Lithiated amidines: syntheses and structural characterisations

The reaction of a toluene solution of PhNC(Ph)NHPh (N,N'-diphenylbenzamidine) with n-butyllithium gave the toluene-solvated amidinolithium compound {Li[PhNC(Ph)NPh]}(n) 1. Similarly the same reaction performed in the presence of the Lewis-base donors (Me(2)N)(3)PO (hmpa), Me(2)N(CH2)(2)NMe(2) (tmen) or [Me(2)N(CH2)(2)](2)NMe (pmdien) yielded the amidinolithium complexes {Li[PhNC(Ph)NPh . hmpa]}(2) 2, {Li[PhNC(Ph)NPh]. tmen} 3 and {Li[PhNC(Ph)NPh]. pmdien} 4 respectively.

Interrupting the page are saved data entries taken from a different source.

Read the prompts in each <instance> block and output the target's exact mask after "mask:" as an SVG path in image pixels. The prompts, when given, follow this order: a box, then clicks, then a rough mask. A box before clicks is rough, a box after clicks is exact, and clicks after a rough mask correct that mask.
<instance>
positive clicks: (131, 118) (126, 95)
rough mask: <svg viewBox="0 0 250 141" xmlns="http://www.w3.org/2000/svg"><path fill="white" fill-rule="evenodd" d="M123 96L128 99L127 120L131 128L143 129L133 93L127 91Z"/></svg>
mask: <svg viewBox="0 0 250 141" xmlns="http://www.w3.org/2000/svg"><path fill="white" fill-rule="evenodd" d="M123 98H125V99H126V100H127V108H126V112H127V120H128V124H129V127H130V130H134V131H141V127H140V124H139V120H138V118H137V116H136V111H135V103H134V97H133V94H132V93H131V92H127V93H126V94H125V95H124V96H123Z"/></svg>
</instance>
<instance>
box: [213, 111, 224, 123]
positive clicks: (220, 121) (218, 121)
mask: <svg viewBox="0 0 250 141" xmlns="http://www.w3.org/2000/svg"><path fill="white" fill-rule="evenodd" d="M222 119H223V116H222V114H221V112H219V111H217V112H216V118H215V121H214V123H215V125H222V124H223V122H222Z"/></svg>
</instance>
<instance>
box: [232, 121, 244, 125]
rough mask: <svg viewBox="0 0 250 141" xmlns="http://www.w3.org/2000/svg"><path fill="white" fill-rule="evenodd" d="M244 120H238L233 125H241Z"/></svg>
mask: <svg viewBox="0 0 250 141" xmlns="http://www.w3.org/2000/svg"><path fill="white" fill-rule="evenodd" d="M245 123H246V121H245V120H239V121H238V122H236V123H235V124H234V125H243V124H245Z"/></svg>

In addition the reaction of a toluene solution of the related amidine PhNC(Me)NHPh(N,N'-diphenylacetamidine) with LiBu(II) in the presence of hmpa afforded {Li[PhNC(Me)NPh]. hmpa}(2) 5. The solid-state structures of 2-5, which have been resolved by single-crystal X-ray diffraction methods, show both similarities and differences The complexes 3 and 4, which contain the di- and tri-dentate ligands tmen and pmdien respectively, are monomeric, whilst use of the unidentate Lewis base hmpa results in dimers 2 and 5. However, the way in which dimerisation is achieved differs. The co-ordination geometry about the lithium cation is clearly influenced by the choice of donor and as such shows how change in the denticity of the donor ligand utilised can have a significant effect on the solid-state structure of the system.